Раз в год, из коммерческих соображений, ей разрешалось приносить щенят. После продажи маленьких она плакала бесшумно и уединенно; и долго, в продолжение недель, играя, работая и страдая с той же преданностью, как и раньше, она сохраняла в глазах выражение трогательной, безутешной грусти.

II.

Весна в этом году оказалась неудачливой для корзинщиков.

Проливные дожди портили дороги, холода мешали работать. В довершение всех бед, повозка, которая давно еле скрипела, решительно отказывалась служить.

И вот однажды в лесу, вдали от жилья, случилось несчастье: рассыпалось колесо и сломалась ось. Торговля шла в последнее время плохо, в кармане семьи было всего несколько грошей. Дети, отправленные для сбора подаяния, вернулись ни с чем; голые поля не представляли никакой поживы для желудка, а щенки Церы сосали еще мать и были малы для продажи.

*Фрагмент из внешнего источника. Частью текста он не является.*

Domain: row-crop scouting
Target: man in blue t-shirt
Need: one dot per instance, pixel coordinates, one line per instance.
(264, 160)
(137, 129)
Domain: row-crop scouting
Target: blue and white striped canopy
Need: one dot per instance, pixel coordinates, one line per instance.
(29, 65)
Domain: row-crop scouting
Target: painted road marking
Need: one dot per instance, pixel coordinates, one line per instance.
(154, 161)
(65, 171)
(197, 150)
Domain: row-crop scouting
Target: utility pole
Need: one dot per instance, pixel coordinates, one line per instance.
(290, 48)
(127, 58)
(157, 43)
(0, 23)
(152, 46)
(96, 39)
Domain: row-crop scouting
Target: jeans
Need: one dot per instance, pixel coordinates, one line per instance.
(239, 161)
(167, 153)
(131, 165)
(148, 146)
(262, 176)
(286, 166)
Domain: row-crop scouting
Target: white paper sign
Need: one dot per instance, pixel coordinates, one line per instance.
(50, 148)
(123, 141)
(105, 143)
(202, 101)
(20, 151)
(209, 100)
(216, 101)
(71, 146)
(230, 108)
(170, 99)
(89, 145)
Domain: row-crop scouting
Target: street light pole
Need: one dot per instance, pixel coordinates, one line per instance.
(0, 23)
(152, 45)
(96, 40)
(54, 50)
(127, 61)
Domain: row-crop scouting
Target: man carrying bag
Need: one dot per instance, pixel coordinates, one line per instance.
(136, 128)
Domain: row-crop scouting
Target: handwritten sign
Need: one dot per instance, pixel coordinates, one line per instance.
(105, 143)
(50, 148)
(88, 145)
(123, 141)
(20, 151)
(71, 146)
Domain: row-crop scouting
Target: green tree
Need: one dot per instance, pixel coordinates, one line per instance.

Можно было, конечно, поголодать некоторое время, — это было не в диковину, — но необходимы были деньги для уплаты за работу кузнецу и колеснику.

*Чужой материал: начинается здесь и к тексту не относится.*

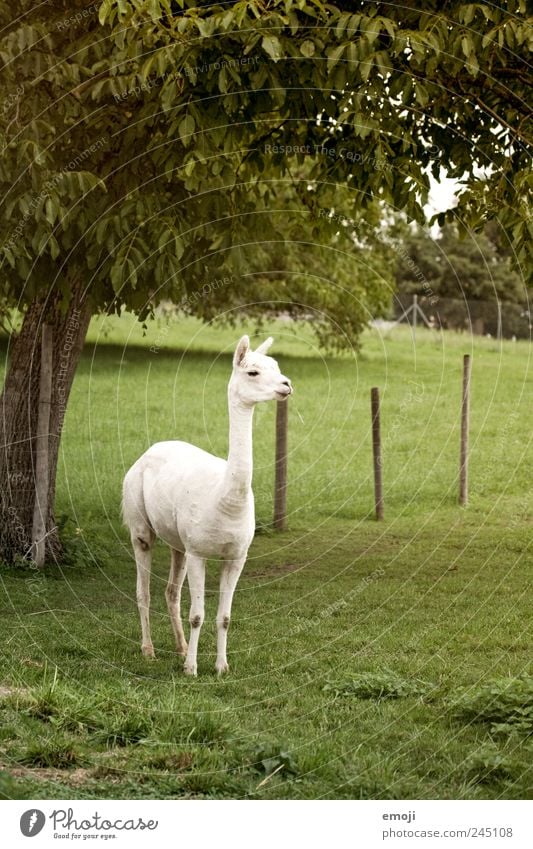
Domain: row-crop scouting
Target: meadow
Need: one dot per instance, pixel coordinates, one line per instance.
(367, 660)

В эту минуту на дороге показался высокий, тощий, охотник, на длинных ногах, обтянутых в лосиные штаны. Маленькая шапочка, костюм цвета ржавчины, небольшая рыжая козлиная бородка и глаза, полные задора и насмешки, придавали ему вид сатаны, соскочившего с театральных подмостков.

Цера с резвившимися вокруг нее щенятами лежала под деревом привязанная толстой цепью. При приближении охотника, который шел мимо, насвистывая песенку и не замечая собаки, она зарычала.

Вздрогнув от неожиданности, охотник отскочил и, остановившись в стороне, несколько секунд любовался могучим зверем с его потомством. Вдруг выражение какой-то сладострастной жестокости блеснуло в его глазах, и, громко расхохотавшись от пришедшей ему в голову идеи, он крикнул корзинщику: — Эй, братец, почем за щенка? Десять франков штука, идет? Слушайте, я хочу проделать один любопытнейший опыт, который мне пришлось как-то видеть за границей на одной ярмарке: перестрелять этих маленьких каналий на глазах у собаки. Стойте, да у вас здесь кстати и все необходимые приспособления: мы посадим щенят в эту клетку для цыплят и поставим ее на таком расстоянии от матери, чтобы, прыгая, она чуть-чуть не доставала ее мордой… Что? Вы не согласны? Ну, куда ни шло. Ради такого зрелища не грех отдать все, что у меня есть в кошельке… Вот. По двадцать франков за штуку. Четыре луидора держите.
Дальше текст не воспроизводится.